Detection uses a three-part check:

  1. Exact match on candidate name. A lookup table of ~40 known pseudo-candidate strings: “Registered Voters”, “Ballots Cast”, “Over Votes”, “Under Votes”, “BLANK”, “TOTAL VOTES”, “Scattering”, “For”, “Against”, “Yes”, “No”, etc.

  2. Contest name pattern. For ambiguous names like “For” and “Against”, check whether the contest name contains ballot measure keywords: bond, referendum, amendment, proposition, measure, question, initiative, charter.

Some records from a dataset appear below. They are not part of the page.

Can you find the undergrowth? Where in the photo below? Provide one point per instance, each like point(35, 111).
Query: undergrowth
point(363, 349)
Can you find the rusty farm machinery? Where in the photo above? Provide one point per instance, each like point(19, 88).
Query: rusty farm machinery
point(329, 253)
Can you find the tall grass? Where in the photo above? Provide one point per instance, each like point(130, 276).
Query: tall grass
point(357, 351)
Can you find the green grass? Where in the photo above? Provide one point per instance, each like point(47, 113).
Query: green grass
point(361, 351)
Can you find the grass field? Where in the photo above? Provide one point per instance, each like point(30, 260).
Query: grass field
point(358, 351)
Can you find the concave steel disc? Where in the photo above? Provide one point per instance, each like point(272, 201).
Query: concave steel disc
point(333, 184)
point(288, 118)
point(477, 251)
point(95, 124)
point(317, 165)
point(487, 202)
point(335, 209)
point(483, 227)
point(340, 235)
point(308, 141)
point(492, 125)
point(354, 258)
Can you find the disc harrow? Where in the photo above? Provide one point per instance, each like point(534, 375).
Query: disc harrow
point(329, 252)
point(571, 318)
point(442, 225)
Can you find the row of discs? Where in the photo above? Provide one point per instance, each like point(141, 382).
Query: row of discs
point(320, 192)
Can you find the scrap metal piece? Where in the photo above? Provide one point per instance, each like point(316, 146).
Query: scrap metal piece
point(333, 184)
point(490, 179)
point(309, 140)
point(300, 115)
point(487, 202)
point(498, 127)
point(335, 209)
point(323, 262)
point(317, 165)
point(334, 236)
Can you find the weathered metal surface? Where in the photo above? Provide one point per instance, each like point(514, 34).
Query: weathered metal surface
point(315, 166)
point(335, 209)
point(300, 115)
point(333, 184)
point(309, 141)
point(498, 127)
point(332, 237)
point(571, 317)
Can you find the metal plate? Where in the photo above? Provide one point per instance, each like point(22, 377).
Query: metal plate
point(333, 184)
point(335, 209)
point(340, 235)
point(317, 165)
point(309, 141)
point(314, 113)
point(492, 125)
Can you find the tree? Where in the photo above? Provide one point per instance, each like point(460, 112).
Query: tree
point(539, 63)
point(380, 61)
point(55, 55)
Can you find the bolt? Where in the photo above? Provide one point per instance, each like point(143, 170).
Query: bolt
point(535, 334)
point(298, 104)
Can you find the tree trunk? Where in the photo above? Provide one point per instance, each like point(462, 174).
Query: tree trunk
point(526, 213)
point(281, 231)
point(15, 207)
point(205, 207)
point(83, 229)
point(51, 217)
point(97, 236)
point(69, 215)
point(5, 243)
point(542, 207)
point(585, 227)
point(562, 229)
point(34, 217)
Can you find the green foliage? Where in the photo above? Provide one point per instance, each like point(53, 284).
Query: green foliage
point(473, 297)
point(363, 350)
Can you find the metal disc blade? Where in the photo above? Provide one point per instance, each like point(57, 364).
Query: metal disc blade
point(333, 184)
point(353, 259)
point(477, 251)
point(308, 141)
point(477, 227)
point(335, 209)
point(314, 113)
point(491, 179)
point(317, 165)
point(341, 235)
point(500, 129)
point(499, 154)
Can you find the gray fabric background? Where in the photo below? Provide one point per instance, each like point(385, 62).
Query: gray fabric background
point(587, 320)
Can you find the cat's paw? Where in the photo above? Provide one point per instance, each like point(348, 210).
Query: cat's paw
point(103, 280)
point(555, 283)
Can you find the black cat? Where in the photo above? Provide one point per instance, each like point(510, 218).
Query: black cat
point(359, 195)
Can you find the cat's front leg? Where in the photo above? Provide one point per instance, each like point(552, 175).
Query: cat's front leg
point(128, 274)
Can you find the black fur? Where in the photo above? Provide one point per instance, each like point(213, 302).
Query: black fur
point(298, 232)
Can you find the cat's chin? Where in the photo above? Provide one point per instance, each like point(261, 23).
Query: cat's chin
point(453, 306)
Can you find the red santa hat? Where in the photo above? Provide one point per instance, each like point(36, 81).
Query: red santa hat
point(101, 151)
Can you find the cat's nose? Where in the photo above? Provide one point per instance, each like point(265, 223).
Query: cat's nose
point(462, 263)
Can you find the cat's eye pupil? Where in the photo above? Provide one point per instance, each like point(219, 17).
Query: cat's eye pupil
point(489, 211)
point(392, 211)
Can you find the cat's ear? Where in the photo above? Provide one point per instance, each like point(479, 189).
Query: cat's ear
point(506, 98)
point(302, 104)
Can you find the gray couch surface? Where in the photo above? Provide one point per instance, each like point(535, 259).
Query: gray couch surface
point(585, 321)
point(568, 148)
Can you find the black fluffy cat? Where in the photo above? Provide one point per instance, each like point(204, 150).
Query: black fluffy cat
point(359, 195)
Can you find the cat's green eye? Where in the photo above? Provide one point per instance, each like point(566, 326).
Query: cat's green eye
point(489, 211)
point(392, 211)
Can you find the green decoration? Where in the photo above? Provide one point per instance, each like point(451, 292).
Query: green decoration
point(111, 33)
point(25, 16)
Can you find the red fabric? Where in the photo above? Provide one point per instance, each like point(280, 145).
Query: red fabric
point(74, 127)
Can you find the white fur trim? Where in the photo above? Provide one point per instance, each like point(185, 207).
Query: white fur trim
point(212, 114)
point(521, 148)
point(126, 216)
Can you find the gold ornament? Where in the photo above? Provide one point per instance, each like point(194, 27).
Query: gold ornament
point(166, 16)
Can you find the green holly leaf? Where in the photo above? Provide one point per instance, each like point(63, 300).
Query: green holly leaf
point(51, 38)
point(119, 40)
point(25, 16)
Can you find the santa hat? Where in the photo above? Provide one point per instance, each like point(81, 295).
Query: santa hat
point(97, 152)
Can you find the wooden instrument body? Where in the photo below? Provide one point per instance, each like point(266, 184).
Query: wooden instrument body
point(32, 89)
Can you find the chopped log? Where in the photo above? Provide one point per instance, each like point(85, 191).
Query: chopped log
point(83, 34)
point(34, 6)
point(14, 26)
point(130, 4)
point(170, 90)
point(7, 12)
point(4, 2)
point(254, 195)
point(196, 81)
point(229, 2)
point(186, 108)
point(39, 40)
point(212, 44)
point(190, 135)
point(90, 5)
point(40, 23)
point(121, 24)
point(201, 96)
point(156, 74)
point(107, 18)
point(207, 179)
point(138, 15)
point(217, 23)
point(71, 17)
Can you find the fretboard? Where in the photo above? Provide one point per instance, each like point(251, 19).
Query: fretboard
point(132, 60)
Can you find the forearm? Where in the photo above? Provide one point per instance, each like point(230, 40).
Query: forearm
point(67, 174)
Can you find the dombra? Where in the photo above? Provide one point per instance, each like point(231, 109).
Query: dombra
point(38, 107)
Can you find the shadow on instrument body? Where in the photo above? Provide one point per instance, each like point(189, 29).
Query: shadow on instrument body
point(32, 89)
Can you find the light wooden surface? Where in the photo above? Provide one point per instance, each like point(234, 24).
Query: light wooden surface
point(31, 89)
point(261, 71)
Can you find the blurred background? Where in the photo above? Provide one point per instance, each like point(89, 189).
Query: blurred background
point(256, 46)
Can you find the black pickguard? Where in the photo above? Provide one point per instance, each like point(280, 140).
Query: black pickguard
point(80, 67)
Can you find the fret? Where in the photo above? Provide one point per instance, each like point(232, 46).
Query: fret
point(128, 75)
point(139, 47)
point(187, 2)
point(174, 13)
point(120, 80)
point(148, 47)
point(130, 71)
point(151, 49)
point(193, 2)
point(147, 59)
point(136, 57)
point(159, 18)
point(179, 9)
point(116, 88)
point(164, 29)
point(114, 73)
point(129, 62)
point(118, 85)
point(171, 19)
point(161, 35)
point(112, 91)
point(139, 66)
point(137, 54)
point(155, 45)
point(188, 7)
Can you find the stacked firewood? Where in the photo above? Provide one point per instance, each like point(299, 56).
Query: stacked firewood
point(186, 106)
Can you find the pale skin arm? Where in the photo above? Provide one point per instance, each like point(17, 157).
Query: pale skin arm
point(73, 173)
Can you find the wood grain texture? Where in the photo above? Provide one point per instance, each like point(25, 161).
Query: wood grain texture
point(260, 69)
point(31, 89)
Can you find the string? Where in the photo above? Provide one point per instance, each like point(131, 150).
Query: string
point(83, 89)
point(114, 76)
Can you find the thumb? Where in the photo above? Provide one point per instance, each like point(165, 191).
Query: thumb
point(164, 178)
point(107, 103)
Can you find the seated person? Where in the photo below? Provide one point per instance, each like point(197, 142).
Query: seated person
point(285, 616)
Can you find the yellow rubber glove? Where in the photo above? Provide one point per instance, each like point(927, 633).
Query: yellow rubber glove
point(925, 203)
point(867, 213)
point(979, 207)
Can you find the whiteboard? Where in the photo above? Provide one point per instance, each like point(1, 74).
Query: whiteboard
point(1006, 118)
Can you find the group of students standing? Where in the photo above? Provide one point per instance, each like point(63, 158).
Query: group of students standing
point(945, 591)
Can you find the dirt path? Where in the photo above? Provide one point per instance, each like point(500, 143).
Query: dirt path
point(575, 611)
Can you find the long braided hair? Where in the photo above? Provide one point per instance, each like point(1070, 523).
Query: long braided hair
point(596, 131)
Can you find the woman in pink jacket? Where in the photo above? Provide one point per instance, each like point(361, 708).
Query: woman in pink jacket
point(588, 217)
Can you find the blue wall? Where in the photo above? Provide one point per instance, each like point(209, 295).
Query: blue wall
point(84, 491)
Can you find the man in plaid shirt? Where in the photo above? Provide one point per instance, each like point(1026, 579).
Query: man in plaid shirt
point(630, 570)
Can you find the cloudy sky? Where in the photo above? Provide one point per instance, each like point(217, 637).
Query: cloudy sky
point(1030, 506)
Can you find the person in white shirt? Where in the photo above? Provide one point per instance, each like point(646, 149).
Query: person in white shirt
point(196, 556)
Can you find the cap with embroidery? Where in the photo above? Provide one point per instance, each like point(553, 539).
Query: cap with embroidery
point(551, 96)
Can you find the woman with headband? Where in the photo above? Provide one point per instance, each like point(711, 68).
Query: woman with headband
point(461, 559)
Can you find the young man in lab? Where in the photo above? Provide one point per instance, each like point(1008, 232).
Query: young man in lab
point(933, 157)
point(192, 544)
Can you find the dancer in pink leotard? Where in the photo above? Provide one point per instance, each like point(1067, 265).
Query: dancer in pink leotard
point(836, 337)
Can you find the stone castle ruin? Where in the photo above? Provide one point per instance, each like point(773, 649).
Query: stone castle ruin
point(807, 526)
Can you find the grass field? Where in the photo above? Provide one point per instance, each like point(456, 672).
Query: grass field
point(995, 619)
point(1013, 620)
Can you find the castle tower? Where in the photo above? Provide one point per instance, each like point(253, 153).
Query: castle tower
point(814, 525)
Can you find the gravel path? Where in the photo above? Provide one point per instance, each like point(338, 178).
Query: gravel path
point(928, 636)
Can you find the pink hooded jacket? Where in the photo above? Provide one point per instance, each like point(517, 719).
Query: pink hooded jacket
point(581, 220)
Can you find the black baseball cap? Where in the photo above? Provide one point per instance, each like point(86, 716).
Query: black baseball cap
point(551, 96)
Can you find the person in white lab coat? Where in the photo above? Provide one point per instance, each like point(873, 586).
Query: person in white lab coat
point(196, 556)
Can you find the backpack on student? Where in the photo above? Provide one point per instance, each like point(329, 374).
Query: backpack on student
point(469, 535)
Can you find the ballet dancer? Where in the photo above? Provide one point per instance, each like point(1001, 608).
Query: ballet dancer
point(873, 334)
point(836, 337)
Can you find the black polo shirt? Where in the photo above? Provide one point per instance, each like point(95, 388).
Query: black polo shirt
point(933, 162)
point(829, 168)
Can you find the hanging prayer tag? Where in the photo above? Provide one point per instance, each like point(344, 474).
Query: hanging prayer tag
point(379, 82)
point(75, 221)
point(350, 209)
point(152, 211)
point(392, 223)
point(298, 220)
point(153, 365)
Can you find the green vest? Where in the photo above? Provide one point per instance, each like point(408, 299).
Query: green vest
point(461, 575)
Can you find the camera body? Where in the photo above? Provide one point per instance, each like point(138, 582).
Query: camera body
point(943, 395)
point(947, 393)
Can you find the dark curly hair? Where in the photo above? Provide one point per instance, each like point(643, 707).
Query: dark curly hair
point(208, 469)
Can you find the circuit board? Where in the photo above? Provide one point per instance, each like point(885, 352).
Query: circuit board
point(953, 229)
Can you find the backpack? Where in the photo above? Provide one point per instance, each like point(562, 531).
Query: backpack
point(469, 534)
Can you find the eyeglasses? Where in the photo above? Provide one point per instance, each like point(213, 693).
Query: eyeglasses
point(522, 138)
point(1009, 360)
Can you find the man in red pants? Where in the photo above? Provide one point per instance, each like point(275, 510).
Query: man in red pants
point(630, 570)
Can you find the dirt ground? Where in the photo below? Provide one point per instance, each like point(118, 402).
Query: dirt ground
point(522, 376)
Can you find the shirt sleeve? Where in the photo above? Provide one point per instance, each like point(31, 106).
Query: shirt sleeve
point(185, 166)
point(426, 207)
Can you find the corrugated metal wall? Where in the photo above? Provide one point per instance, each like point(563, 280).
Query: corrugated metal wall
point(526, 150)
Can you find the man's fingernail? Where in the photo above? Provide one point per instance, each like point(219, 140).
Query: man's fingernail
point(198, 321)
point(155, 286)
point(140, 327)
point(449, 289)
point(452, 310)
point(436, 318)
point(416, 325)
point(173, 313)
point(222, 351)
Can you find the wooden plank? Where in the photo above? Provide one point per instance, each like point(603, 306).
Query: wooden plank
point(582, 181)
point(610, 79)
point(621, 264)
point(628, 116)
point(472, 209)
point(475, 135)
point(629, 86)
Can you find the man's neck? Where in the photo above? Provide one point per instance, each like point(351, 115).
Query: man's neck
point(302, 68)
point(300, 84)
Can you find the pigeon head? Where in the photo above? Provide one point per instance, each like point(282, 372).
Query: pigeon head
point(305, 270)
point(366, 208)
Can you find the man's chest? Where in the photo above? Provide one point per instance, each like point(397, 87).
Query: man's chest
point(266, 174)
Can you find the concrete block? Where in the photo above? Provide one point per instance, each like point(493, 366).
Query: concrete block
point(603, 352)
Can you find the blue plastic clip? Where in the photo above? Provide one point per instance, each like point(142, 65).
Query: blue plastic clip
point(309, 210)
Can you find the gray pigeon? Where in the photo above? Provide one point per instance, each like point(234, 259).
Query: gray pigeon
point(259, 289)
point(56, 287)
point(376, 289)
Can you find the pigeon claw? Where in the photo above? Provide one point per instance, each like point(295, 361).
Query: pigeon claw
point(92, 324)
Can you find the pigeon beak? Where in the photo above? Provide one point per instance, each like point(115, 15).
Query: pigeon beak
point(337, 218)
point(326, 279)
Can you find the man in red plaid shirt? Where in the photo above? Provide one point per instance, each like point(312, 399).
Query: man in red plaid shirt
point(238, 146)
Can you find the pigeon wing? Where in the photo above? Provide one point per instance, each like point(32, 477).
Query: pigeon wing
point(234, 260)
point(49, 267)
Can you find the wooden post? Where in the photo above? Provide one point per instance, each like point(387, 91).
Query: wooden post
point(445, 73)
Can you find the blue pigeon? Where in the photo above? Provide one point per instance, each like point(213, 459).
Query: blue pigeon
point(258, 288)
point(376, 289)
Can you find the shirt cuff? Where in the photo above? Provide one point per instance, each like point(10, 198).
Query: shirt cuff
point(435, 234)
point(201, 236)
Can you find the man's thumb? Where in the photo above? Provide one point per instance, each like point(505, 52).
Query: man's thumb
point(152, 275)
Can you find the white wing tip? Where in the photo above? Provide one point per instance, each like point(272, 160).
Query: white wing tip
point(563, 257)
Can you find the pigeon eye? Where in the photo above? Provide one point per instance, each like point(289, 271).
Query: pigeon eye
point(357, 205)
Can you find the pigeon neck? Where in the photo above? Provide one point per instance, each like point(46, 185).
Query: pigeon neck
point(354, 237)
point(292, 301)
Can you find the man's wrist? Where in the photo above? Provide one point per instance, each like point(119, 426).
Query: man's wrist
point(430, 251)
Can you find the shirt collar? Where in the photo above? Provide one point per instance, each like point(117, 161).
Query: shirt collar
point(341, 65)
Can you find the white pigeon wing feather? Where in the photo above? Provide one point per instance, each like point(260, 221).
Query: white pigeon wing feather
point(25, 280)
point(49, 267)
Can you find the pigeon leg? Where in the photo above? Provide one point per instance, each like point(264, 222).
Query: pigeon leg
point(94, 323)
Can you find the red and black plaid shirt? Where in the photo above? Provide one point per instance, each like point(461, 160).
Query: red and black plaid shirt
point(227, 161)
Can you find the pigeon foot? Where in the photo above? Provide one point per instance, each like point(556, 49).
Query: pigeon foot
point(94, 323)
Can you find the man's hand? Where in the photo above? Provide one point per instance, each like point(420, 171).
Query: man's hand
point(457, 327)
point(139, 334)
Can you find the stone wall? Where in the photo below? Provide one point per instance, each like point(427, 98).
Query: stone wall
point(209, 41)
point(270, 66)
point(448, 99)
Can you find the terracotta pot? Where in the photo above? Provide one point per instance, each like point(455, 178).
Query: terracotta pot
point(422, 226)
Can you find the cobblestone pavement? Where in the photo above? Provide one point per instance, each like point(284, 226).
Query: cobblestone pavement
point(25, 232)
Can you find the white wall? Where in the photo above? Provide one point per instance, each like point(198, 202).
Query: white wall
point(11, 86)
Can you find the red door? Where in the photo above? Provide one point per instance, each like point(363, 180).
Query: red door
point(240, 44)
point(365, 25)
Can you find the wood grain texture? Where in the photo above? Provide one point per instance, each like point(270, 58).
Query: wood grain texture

  3. Source-specific rules. Some sources use unique pseudo-candidates. Maine uses “BLANK”. Iowa uses “Scattering”. Utah includes “TOTAL VOTES” rows. Each source parser knows its own ghosts.

Routing

Detected non-candidate records are routed to the appropriate schema object:

CategoryRoute toSchema type
Turnout metadataTurnoutMetadataAttached to sibling precinct records
Ballot measure choicesBallotMeasureMeasureChoice with For/Against/Yes/No
Vote quality indicatorsVoteQualityAttached to parent contest record
Aggregation artifactsDiscardedRedundant with candidate-level sums

Records routed to TurnoutMetadata and VoteQuality are preserved in the L1 output — they are valuable data, just not candidate data. Aggregation artifacts are discarded with a note in the cleaning report.

What Happens Without Detection

If non-candidate rows pass through to L2 and L3:

  • “Registered Voters” gets an embedding vector, a candidate entity ID, and appears in 6,013 precinct-level records as the most prolific “candidate” in Florida.
  • “For” and “Against” become person entities. The L4 LLM audit flagged exactly this in our prototype: “‘For’ is not a plausible person name.”
  • “TOTAL VOTES” inflates vote counts when aggregated, because the total row is summed alongside the individual candidate rows.
  • “Over Votes” appears as a candidate who received votes in every contest — the busiest politician in America.

Detection at L1 prevents all of these downstream errors.